Act of the Parliament of India

Benami Transactions (Prohibition) Act, 1988 (name changed to Prohibition of Benami Property Transactions Act, 1988 by section 3 of the 2016 amendment) is an Act of the Parliament of India that prohibits certain types of financial transactions. The act defines a 'benami' transaction as any transaction in which property is transferred to one person for consideration paid by another person. Such transactions were a feature of the Indian economy, usually relating to the purchase of property (real estate), and were thought to contribute to the Indian black money problem. The act bans all benami transactions and gives the government the right to recover property held benami without paying any compensation.

The act came into force on 5 September 1988. Although benami transactions are now illegal, the act had limited success in curbing them. Updated versions were therefore passed in 2011 and 2016, seeking to more comprehensively enforce the prohibition.

== Etymology ==
Benami is a word in various North Indian languages that means "without name" or "nameless". In this Act, the word is used to define a transaction in which the real beneficiary is not the one in whose name a property is purchased. As a result, the person in whose name the property is purchased or held is just a mask of the real beneficiary.

== Background ==
In 1973, the Law Commission of India after studying various Acts and the prevailing benami system, recommended formulating an Act to tackle the issue. Accordingly, the Benami Transactions (Prohibition) Act, 1988 was enacted by the Parliament which came into force on 19 May 1988.
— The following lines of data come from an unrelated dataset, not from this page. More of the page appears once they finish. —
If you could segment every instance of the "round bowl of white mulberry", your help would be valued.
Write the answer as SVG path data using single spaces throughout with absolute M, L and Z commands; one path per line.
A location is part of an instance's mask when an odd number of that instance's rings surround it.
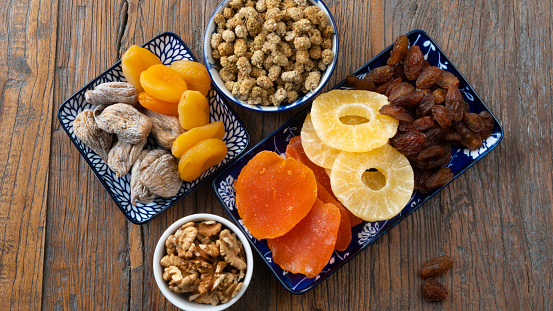
M 213 85 L 261 112 L 307 104 L 336 67 L 338 33 L 320 0 L 225 0 L 204 35 Z
M 224 310 L 246 291 L 253 255 L 244 234 L 211 214 L 177 220 L 159 239 L 153 259 L 156 283 L 183 310 Z

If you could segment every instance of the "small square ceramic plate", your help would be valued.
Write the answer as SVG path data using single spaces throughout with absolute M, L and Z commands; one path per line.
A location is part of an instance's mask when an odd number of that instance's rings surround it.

However, due to various deficiencies in the Act, the rules required for operationalising the Act were not framed. To address these deficiencies, the Govt of India introduced Benami Transactions (Prohibition) Bill, 2011.

== Amendments ==
In an attempt to curb black money, in July 2016, the Modi government decided to amend the original act which was subsequently passed by the Parliament of India as "The Benami Transactions (Prohibition) Amendment Act, 2016". Thereafter, the Government notified the provisions of the act to come into force from 1 November 2016. Mint newspaper reported that the Benami Act along with the Black Money (Undisclosed Foreign Income and Assets) and Imposition of Tax Act, 2015, would help the Government in its fight against black money both within and outside the country. The 2016 Act also has safeguard mechanisms such as the adjudicating authority and the appellate mechanism.
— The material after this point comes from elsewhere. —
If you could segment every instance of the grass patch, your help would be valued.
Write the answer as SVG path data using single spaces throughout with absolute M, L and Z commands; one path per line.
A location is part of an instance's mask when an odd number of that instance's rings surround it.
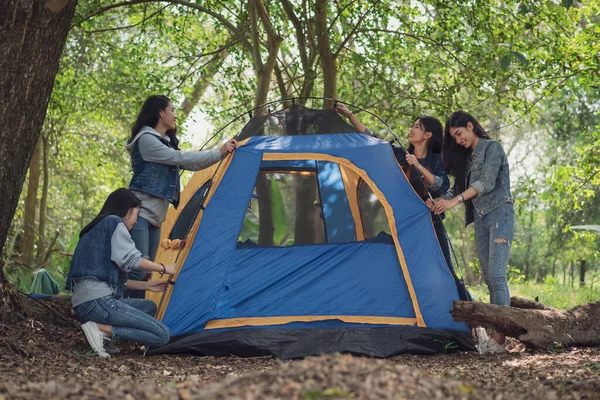
M 571 287 L 560 283 L 509 283 L 510 295 L 538 301 L 547 306 L 566 310 L 580 304 L 600 301 L 600 290 L 596 287 Z M 473 301 L 488 303 L 490 295 L 486 285 L 470 286 Z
The act "prohibits illegal benami transactions, and provides imprisonment up to seven years and fine for violation of the Act which may extend to 25% of the fair market value of the benami property."

== Enforcement ==
=== Authorities ===
The Act establishes four authorities to conduct inquiries regarding benami transactions:

| Sl. No. | Name of Authority | Post of Authority | Responsibility |
|---|---|---|---|
| 1 | Initiating Officer | Assistant Commissioner of Income-Tax (ACIT) or a Deputy Commissioner of Income-Tax (DCIT) | Notice and attachment of property |
| 2 | Approving Authority | Additional Commissioner of Income-Tax (AdlCIT) or a Joint Commissioner of Income-Tax(JCIT) | Notice to furnish evidence |
| 3 | Administrator | Income Tax Officer (ITO) | Possession and management of properties confiscated |
| 4 | Adjudicating Authority | Officers Drawn from ITD | Confiscation and vesting of property |

=== Results ===
On 26 July 2017, the Modi government told the Rajya Sabha that after coming into force from 1 November 2016, properties worth over ₹800 crore were under attachment in more than 400 proxy transaction cases identified so far. Furthermore, the government has set up 24 Benami Prohibition Units (BPUs) across India for taking action under the Benami Act.